By Terry Miller
Dozens of Pasadena residents joined forces Saturday morning in the publicly-owned park facing city hall (100 N. Garfield Ave.), for the clear and definite purpose of saying “no” to a proposed give-away of one of the city’s two most recognizable parks.
The small parkland in question was purchased through a 1923 bond, specifically designed to complete the City Beautiful Bennett Plan, anchored by the Pasadena City Hall and plaza (the backdrop for the “Parks and Recreation” TV show, as well as many Hollywood films), extending north and south to include the City’s Public Library and Civic Auditorium.
It was not purchased to be given away to a hotel developer, in order to restore the old YWCA building, an architectural landmark designed by Julia Morgan, the architect of Hearst Castle, nor to bring in City of Pasadena General Fund money to help the city pay off the bad investments of CalPERS (California Public Employees Retirement System).

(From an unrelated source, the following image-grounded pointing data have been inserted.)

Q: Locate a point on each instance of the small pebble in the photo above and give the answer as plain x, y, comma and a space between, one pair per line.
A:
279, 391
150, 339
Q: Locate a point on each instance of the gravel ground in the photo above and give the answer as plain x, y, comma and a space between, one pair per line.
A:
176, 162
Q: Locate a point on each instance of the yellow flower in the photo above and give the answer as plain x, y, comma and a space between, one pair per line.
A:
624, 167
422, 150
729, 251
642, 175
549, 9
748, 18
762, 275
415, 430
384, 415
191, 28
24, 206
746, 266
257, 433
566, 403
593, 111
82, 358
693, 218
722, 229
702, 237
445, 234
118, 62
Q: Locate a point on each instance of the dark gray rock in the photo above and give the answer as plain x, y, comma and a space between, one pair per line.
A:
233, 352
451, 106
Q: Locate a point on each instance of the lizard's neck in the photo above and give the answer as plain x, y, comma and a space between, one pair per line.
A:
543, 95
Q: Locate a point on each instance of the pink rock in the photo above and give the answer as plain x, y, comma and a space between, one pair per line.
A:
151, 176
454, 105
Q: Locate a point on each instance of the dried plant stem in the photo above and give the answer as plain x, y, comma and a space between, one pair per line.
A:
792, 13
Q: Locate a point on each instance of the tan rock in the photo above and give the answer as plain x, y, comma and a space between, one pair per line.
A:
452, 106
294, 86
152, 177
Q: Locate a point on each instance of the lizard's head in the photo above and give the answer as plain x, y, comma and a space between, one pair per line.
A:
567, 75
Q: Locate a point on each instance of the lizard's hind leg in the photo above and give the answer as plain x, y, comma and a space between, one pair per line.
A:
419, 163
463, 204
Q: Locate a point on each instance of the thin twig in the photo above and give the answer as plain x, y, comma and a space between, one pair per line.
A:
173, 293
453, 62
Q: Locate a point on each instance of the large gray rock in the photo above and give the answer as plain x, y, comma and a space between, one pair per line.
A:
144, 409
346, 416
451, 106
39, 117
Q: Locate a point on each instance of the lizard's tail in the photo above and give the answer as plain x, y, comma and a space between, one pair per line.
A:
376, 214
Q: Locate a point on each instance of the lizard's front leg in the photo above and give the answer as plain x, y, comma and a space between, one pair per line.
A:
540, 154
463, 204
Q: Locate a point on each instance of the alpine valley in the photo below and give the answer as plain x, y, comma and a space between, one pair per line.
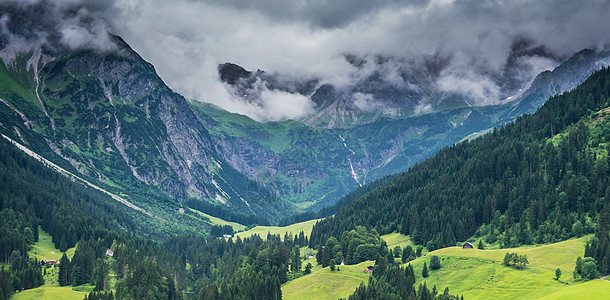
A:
113, 185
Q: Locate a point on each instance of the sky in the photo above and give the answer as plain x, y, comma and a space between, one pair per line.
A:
186, 40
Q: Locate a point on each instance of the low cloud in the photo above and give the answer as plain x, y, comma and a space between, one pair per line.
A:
484, 51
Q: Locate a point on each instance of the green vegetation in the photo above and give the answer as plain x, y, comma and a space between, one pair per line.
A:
549, 257
218, 221
325, 284
479, 274
50, 293
293, 229
595, 289
397, 239
511, 187
45, 249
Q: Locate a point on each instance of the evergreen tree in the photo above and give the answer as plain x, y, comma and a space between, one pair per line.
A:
65, 271
424, 271
308, 268
435, 263
295, 265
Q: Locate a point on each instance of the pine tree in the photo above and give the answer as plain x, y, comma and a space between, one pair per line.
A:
424, 271
65, 271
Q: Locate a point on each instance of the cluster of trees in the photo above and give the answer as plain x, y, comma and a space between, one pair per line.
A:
220, 230
395, 283
515, 260
226, 214
598, 248
543, 178
33, 196
354, 246
586, 268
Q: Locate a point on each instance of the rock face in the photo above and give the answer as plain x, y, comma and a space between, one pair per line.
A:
316, 160
110, 117
104, 113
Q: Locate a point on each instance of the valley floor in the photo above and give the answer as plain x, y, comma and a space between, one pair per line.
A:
473, 273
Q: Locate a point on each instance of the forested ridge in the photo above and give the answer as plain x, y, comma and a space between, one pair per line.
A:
543, 178
183, 266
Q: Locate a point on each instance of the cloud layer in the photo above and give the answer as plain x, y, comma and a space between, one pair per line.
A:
477, 41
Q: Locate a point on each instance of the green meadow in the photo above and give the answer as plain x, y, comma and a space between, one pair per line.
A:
218, 221
473, 273
325, 284
293, 229
397, 239
50, 293
45, 249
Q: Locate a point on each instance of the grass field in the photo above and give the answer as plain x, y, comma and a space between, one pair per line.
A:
219, 221
475, 274
324, 284
294, 229
397, 239
550, 257
50, 293
45, 249
594, 289
479, 274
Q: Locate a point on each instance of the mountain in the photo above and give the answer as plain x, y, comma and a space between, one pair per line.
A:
107, 116
103, 113
314, 166
542, 179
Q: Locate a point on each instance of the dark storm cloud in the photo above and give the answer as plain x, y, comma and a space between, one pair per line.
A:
326, 14
479, 43
57, 25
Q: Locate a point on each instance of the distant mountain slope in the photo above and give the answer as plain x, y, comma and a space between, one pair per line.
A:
109, 117
314, 166
540, 179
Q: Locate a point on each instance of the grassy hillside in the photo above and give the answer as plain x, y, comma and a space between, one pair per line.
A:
595, 289
293, 229
397, 239
50, 293
218, 221
476, 274
479, 274
324, 284
559, 255
45, 249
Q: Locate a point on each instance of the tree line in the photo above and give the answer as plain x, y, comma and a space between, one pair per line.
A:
543, 178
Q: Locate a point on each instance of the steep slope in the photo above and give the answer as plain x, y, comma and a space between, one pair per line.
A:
106, 115
540, 179
314, 166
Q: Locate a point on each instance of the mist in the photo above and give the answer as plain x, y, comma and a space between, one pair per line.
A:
480, 45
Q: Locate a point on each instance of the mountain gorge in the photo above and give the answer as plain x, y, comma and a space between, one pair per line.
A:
217, 150
344, 156
87, 110
109, 117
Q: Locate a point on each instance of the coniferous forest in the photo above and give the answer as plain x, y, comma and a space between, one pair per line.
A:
186, 266
542, 179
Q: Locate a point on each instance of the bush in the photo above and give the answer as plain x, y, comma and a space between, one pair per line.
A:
435, 263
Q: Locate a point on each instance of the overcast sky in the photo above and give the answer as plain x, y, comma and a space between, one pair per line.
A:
186, 39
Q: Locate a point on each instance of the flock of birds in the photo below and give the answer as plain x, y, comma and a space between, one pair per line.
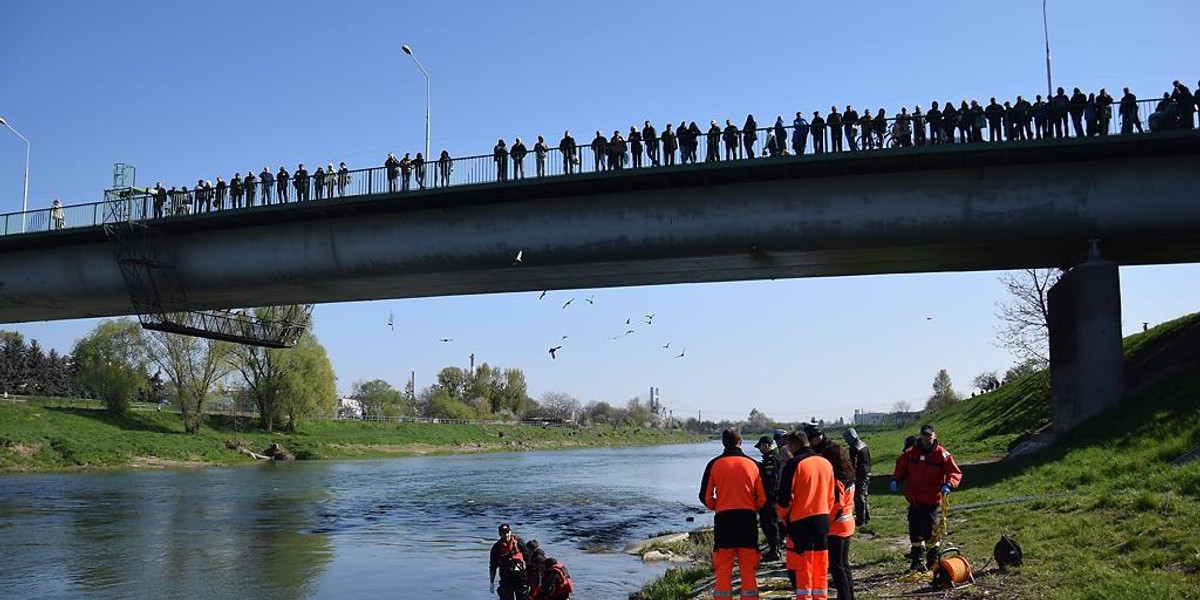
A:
628, 328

Using a bull horn, residents, including long-time community activist Crystal Balvin, shared memories of the Civic Center, while others stood under a “For Sale for Free” real estate sign and filled out post cards which were delivered to the mayor and city council. The postcards ask that the city create a new RFP (request for proposals) that allows citizens to weigh in on the future use of this land and no longer condone the private or developer-organized meetings that until now have characterized this project.

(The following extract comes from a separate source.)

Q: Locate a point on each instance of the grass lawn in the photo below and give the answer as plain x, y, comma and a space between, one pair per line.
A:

According to organizers, “this project has operated outside of the normal rules of transparent decision making and community participation that have long been the cornerstones of development and city planning in Pasadena. The city council did this behind closed doors … ” former Pasadena Development Administrator Marsha Rood said.
Rood added, “We as citizens should not have to sue the city to follow its own rules and the laws of the State.”

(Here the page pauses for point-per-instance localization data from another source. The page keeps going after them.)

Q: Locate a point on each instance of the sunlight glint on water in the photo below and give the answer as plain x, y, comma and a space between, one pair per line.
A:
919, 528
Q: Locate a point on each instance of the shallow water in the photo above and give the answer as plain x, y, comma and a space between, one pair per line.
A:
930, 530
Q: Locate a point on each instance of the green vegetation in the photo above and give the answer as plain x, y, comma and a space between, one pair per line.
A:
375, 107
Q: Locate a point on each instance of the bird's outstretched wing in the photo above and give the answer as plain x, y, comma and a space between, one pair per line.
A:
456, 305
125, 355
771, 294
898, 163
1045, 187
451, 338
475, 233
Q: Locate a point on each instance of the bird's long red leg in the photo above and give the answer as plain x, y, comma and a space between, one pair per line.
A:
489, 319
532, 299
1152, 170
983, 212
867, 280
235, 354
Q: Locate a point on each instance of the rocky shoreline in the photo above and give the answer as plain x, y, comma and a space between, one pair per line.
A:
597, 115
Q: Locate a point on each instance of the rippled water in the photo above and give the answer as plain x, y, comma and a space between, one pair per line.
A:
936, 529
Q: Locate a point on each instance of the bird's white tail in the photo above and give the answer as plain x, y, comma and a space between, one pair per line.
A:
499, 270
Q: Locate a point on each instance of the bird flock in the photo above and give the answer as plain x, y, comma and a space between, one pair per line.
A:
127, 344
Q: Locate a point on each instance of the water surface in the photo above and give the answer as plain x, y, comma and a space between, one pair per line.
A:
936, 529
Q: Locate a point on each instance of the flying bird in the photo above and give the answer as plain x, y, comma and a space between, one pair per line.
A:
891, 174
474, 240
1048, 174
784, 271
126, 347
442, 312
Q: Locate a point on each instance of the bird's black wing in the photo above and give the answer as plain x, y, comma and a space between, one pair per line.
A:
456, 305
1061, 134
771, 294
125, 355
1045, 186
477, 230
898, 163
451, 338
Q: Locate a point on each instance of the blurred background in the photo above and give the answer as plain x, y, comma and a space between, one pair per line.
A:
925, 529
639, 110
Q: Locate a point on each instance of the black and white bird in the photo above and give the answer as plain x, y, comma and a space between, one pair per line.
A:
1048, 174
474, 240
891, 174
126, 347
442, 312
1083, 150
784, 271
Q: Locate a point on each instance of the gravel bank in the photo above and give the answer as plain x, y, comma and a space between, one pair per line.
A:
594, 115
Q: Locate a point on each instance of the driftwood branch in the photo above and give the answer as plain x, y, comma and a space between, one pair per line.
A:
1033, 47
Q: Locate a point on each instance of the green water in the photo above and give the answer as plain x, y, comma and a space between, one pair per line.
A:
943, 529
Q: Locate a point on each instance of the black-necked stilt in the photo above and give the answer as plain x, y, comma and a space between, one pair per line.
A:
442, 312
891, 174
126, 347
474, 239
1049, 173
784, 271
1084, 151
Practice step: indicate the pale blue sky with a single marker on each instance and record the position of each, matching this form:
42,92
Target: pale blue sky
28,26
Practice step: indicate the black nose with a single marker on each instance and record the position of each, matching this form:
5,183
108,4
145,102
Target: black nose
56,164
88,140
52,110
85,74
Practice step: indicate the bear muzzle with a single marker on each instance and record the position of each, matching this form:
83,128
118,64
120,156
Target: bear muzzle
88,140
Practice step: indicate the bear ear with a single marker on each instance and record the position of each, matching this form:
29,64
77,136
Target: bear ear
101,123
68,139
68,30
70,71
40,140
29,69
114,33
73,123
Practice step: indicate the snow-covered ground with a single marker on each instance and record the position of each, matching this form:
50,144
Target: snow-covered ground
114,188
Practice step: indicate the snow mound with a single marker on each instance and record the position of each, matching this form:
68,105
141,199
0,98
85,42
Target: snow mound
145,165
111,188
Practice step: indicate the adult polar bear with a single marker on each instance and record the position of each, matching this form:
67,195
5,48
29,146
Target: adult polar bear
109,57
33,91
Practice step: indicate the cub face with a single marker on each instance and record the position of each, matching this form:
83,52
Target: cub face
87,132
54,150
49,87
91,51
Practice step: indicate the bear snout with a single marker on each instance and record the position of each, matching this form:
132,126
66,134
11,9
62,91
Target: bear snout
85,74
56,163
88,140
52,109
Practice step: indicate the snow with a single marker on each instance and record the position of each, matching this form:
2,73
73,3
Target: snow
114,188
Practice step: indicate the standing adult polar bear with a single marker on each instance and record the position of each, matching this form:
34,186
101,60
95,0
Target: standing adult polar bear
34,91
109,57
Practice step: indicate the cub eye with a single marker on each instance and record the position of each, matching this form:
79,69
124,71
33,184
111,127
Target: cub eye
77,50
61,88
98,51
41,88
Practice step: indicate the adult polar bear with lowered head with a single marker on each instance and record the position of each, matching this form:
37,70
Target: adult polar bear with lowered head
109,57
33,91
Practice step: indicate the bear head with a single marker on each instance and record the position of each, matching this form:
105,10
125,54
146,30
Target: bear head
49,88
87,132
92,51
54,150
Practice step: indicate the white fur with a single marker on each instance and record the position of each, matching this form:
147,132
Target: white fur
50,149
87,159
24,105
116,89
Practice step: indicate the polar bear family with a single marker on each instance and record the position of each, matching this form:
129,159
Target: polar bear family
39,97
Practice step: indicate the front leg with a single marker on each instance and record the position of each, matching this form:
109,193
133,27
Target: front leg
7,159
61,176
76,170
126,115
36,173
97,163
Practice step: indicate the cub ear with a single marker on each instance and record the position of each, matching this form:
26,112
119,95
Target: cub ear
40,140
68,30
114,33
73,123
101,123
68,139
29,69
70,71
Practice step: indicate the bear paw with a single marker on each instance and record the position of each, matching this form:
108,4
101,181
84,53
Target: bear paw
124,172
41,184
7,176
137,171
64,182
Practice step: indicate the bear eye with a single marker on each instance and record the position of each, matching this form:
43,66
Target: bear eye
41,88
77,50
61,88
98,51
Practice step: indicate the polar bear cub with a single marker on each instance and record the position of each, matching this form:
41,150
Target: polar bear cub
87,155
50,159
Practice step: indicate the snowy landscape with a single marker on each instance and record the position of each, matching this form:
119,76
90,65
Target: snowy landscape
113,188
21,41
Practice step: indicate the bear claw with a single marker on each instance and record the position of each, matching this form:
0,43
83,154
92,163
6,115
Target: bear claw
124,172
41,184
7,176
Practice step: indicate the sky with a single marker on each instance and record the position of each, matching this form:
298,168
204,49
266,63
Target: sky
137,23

Like many other California cities, Pasadena is looking for ways to fund its obligation to CalPERS (California Public Employees Retirement System), whose bad investments have left the fund without adequate revenue to meet its obligations. It is now passing that responsibility on to individual cities.
In Pasadena, residents claim the city did not conduct community-wide meetings requesting public input on this proposed give-away of the Civic Center Park, which contains two nine-foot bronze sculptures of Pasadena native-sons and sports heroes, Jackie and Mack Robinson.
Residents say the city should look for other sources of funding and avoid setting a precedent of giving away its most valuable and recognizable publicly-owned park space to facilitate over-sized commercial developments.